À force de pratiquer le jeu de rôle, on développe des réflexes, des préférences, et parfois même des convictions. L’une des miennes aujourd’hui est simple : rien n’est plus important que la narration autour de la table. Le système de jeu, lui, n’est qu’un outil au service de cette fameuse narration.

On s’en fiche du système de jeu !

Le postulat que je vais utiliser est que les joueurs et le MJ se sont réunis autour de la table pour passer un bon moment en construisant ensemble une histoire. A partir de là, quels que soit les artifices utilisés pour y parvenir, leur objectif reste le même. Que ce soit à l’aide du D20, du D100, de 2D6, de 2D12, avec un jeu de cartes ou même sans matériel peu importe finalement. Il ne s’agit que d’un petit complément pour atteindre cet objectif.

Entre un groupe A qui joue avec un système complexe millimétré et un groupe B qui joue sans MJ, avec un simple D6 pour trancher lors d’une éventuelle incertitude, bien malin sera celui capable de dire qui passera la meilleure partie. Je me risquerai simplement à dire que c’est le groupe qui aura conçu l’histoire la plus satisfaisante pour tous les participants. Et en cela, le système n’a qu’un impact mineur, puisque ce sont le cadre de jeu, les idées qui émergent ainsi que les prises de décisions qui auront eu les rôles cruciaux dans le plaisir de jeu.

Le MJ et les joueurs devraient donc se concentrer sur ces aspects-là pour améliorer leur partie. Mais si l’essentiel tient dans la narration et la créativité des joueurs, pourquoi alors s’encombrer de règles ?

Pourquoi je propose des règles plutôt qu’un univers ?

La réponse à cela est extrêmement simple : j’aime créer des systèmes de jeu. Cela m’amuse de me torturer le cerveau à trouver le juste équilibre pour implémenter telle ou telle mécanique. Bien que j’ai pleinement conscience de l’importance de la narration j’aimerai parvenir à un point où Magisphère soit suffisamment complet pour l’utiliser dans n’importe quel cadre de fantasy. Cela permettrait de ne pas avoir à réapprendre des règles à chaque fois et pouvoir se concentrer pleinement sur l’aspect purement créatif de la conception d’un monde et d’un scénario.

Quant à la question de jouer sans aucune règle je reste persuadé qu’il est important de conserver un aspect ludique et aléatoire dans les parties de jeu de rôle.

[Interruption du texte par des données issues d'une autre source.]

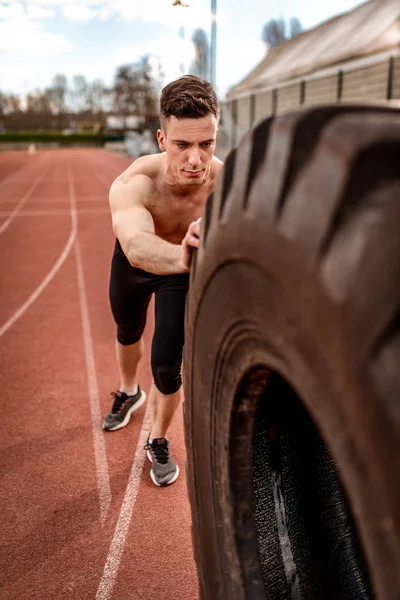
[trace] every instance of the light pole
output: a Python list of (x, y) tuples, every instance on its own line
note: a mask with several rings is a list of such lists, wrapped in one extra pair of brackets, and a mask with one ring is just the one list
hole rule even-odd
[[(174, 0), (172, 3), (172, 6), (180, 6), (182, 8), (189, 8), (189, 4), (185, 4), (185, 2), (182, 2), (182, 0)], [(179, 37), (182, 40), (185, 39), (185, 26), (183, 23), (180, 23), (180, 25), (179, 25)], [(182, 75), (185, 72), (185, 65), (183, 62), (181, 62), (179, 65), (179, 71), (182, 73)]]
[(217, 82), (217, 0), (211, 0), (210, 81), (215, 90)]

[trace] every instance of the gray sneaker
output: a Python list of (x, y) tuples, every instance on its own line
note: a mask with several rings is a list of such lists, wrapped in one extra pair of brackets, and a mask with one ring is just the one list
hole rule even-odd
[(165, 438), (155, 438), (151, 444), (147, 441), (144, 449), (152, 463), (150, 477), (153, 483), (158, 486), (174, 483), (179, 477), (179, 467), (169, 455), (168, 441)]
[(114, 398), (113, 406), (103, 421), (103, 429), (106, 431), (116, 431), (128, 425), (131, 414), (146, 400), (146, 394), (139, 386), (134, 396), (128, 396), (125, 392), (117, 390), (111, 393), (111, 397)]

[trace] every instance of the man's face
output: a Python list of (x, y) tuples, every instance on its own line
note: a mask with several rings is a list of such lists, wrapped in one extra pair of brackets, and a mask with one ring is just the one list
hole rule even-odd
[(183, 185), (199, 185), (210, 172), (218, 121), (213, 114), (199, 119), (168, 117), (157, 132), (167, 154), (168, 175)]

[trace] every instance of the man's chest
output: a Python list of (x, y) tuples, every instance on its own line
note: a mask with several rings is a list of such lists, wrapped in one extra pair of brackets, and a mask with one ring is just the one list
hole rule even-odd
[(203, 215), (208, 193), (190, 198), (159, 199), (149, 207), (155, 233), (172, 243), (180, 243), (192, 221)]

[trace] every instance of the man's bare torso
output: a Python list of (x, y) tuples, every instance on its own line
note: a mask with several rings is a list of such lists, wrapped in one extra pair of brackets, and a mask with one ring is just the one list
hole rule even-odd
[(150, 212), (155, 234), (173, 244), (180, 244), (192, 223), (202, 216), (205, 203), (212, 193), (223, 163), (216, 157), (210, 173), (199, 185), (170, 185), (165, 179), (165, 154), (143, 156), (136, 160), (120, 179), (127, 183), (136, 175), (149, 179), (143, 204)]

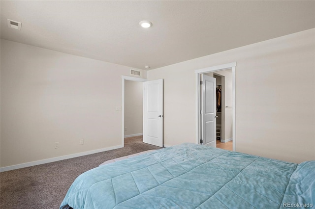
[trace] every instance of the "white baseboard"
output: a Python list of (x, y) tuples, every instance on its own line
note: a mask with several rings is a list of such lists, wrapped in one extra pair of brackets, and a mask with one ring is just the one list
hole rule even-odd
[(56, 161), (63, 160), (63, 159), (70, 159), (71, 158), (77, 157), (79, 157), (86, 156), (88, 155), (94, 154), (95, 153), (101, 153), (102, 152), (108, 151), (109, 150), (115, 150), (118, 148), (122, 148), (123, 145), (118, 145), (114, 147), (107, 147), (98, 150), (91, 150), (91, 151), (84, 152), (83, 153), (75, 153), (66, 156), (61, 156), (59, 157), (50, 158), (41, 160), (34, 161), (32, 162), (27, 162), (25, 163), (18, 164), (17, 165), (11, 165), (10, 166), (3, 167), (0, 168), (0, 172), (10, 171), (11, 170), (18, 169), (19, 168), (26, 168), (27, 167), (33, 166), (34, 165), (41, 165), (42, 164), (48, 163), (49, 162), (56, 162)]
[(126, 135), (124, 137), (124, 138), (132, 137), (132, 136), (142, 136), (142, 133), (135, 133), (134, 134)]
[(221, 142), (222, 143), (226, 143), (228, 141), (232, 141), (233, 140), (233, 138), (230, 138), (229, 139), (221, 139)]

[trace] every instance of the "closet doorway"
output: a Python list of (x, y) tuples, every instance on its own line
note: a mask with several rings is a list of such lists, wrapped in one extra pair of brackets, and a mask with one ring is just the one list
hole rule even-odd
[[(217, 78), (216, 85), (220, 94), (220, 101), (217, 102), (218, 116), (216, 135), (218, 144), (221, 144), (218, 147), (222, 146), (224, 149), (228, 144), (232, 145), (232, 150), (236, 151), (235, 137), (235, 75), (236, 63), (214, 66), (195, 71), (197, 86), (196, 88), (197, 97), (197, 120), (198, 126), (197, 143), (200, 143), (201, 136), (201, 126), (200, 112), (201, 88), (200, 78), (202, 74), (213, 77)], [(219, 93), (219, 92), (218, 92)]]

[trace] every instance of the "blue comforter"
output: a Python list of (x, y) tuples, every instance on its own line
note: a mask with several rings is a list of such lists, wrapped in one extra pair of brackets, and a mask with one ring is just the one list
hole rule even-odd
[(73, 183), (60, 208), (315, 206), (315, 161), (297, 164), (187, 143), (84, 173)]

Combien de parties ont brutalement changé de tournure suite à un lancer de dé salvateur ou au contraire catastrophique ? Pour ma part beaucoup. J’aime l’idée d’avoir un cadre pour aider le MJ à faire son arbitrage et que les joueurs aient une feuille de personnage avec des chiffres et des taches de gras dessus. A mon sens, un système bien conçu peut tout à fait soutenir la narration et venir l’enrichir. Les règles peuvent tout à fait aider à créer des moments de réelles tensions autour du résultat d’un jet de dé. Ces moments permettent de créer la peur de l’échec, la joie du succès ou des éclats de rire quand une série de résultats improbables surviennent.

Les règles ont également l’avantage d’apporter un langage commun qui permet d’assurer une cohérence et une compréhension mutuelle autour de la table.

L’autre aspect non négligeable, c’est d’apporter une véritable profondeur de jeu. C’est sur ce second point que la plupart des systèmes essayent de sortir leur épingle du jeu. C’est grâce aux règles que l’on va pouvoir aider à favoriser des univers qui mettent l’accent sur des parties héroïques ou au contraire proposer de la friction et des conséquences lourdes en cas d’échec.

Mais creuser plus en détails les leviers pour moduler cette profondeur fera l’objet d’un autre article ! En attendant, vous pouvez lire (ou relire !) mon articles sur le pourquoi du D20 pour Magisphère.

Les règles ne sont pas un frein à la narration mais peuvent devenir un atout pour lui donner une couleur, un ton et une saveur particulière. Et c’est exactement ce que je cherche avec Magisphère : des règles qui viennent soutenir la narration sans l’alourdir.

Pour terminer je dirai simplement qu’un système de règles ne permet pas juste de dire “comment on joue”, mais surtout “comment on raconte”.